Si bien algunos de los lugareños involucrados en la construcción del edificio, o que alguna vez trabajaron en sus pasillos dorados, encontraron que la ocasión era agridulce con todos sus recuerdos enredados, el alcalde demócrata de la ciudad, Marty Small, consideró que la experiencia era la apoteosis de una era Trump que se desarrolló en su pequeña ciudad mucho antes de que su malversación afectara a toda la nación.

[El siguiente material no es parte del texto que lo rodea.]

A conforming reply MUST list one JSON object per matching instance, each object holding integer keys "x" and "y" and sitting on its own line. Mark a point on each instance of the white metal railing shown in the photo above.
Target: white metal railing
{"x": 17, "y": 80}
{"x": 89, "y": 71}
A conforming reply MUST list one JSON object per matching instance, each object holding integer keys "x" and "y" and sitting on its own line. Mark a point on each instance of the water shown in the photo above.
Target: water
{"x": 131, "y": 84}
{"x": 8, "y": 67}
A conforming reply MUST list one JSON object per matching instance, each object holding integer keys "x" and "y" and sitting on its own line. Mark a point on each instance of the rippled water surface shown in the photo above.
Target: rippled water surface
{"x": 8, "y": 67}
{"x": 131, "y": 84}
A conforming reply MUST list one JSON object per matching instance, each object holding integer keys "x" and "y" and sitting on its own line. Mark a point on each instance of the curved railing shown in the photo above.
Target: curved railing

“No se trata del presidente Trump, porque, francamente, la gente de la ciudad de Atlantic City sabía cómo se desarrollaría la presidencia en el escenario nacional porque somos una de las ciudades que mejor lo conocía”, dijo el Sr. Small dijo después de la implosión.

Mientras que la implosión del Trump Plaza había terminado en cuestión de segundos, el montón de escombros resultante – se eleva más de 70 pies de altura – tomará meses para limpiar – sólo otra tarea de limpieza después de las meteduras de pata de Donald Trump que nuestra nación tendra que soportar para que Estados Unidos sea grande otra vez.